Retirement = ((Current Value of Business) / Time) x Quality of Options

This is a tale of two business owners - both owned companies roughly the same size, in roughly the same industry, and both at the stage where they really thought hard about getting out.

 

Now some of you may have been aware of a market correction from 2008-2011 and this comparison is about the effect of time on your plans to harvest your business.



Both owners saw their revenue contract but they took difference approaches.

 

After two quarters of contraction, Owner A (aka "Mark") talked to his advisors and sounded out a plan for actively pursuing the harvesting of his company. He engaged an expert and conversations were started with a number of well-chosen/qualified buyers.

 

Owner B (aka "Tom") wavered between wanting to be out - but not giving up the sale price he had in his head. He decided to slog through this tough patch to get the full 4x ‘07 earnings.

 

Mark made a successful transition from the business and went on to engage in all of the things he liked and never had time for while running his business. While he had to mentally let go of significant lost earnings (a primary valuation factor), he retired from the business with some cash and a stream of revenue that let him fill his days with grandkids and the other things he enjoyed in life.

 

Tom saw earnings continue to contract and the further it fell the more determined he was to get back to ‘07 numbers.

 

I was told he tested the waters in ‘10 and all he found were bottom feeders looking to score a cheap deal that wasted allot of his time.



Tom is still working his company but I fear that his shot at an enjoyable retirement might have irrevocably slipped from his grasp.
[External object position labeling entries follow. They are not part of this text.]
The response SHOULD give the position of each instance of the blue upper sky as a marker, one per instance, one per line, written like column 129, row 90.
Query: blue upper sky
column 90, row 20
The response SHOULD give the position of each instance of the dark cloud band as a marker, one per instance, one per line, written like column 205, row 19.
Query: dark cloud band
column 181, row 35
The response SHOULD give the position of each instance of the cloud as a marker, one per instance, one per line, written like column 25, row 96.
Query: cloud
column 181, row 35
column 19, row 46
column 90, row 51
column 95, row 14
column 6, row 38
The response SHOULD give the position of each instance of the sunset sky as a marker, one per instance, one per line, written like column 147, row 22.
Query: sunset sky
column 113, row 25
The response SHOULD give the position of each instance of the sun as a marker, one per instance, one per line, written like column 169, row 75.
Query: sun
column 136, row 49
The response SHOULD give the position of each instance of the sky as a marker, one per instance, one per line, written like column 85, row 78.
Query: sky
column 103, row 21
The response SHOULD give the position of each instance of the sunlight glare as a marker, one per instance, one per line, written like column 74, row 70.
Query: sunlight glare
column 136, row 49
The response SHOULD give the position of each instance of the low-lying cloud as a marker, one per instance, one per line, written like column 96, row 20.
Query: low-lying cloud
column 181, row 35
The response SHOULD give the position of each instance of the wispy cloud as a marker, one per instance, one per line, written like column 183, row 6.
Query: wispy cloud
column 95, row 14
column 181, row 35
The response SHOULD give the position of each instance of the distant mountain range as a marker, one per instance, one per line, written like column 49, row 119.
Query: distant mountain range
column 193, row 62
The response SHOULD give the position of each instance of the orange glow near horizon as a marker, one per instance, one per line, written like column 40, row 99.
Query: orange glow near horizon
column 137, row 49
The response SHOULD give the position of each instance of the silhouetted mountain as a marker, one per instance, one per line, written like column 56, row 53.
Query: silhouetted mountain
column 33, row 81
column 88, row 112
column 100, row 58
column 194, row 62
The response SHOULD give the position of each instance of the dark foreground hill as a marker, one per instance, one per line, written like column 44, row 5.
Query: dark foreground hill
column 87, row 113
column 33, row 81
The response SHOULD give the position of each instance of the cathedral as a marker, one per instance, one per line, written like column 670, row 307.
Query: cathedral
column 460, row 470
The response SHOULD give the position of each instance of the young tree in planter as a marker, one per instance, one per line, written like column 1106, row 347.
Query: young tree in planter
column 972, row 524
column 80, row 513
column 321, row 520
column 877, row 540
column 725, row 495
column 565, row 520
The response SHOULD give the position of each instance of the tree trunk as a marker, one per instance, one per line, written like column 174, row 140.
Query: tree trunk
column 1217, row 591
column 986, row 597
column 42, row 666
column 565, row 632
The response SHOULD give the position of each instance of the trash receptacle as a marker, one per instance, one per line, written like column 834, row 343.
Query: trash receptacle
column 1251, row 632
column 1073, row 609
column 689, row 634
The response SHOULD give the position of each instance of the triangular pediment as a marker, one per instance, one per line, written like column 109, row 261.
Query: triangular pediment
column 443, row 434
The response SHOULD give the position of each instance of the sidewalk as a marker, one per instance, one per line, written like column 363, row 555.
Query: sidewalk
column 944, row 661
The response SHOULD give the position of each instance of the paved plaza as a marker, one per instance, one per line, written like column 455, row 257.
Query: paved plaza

Time is now his scarcest resource.

 


 

 

What can we learn from this?

 

Time is your friend if your options are improving or earnings are increasing.

Otherwise, time is your enemy. Downturns affect earnings – and earnings are what multipliers multiply!

 

The second thing is that getting hung up on your own formulas and numbers can be a dangerous thing. 

 

Remember, a business is worth what someone will pay for it. Period.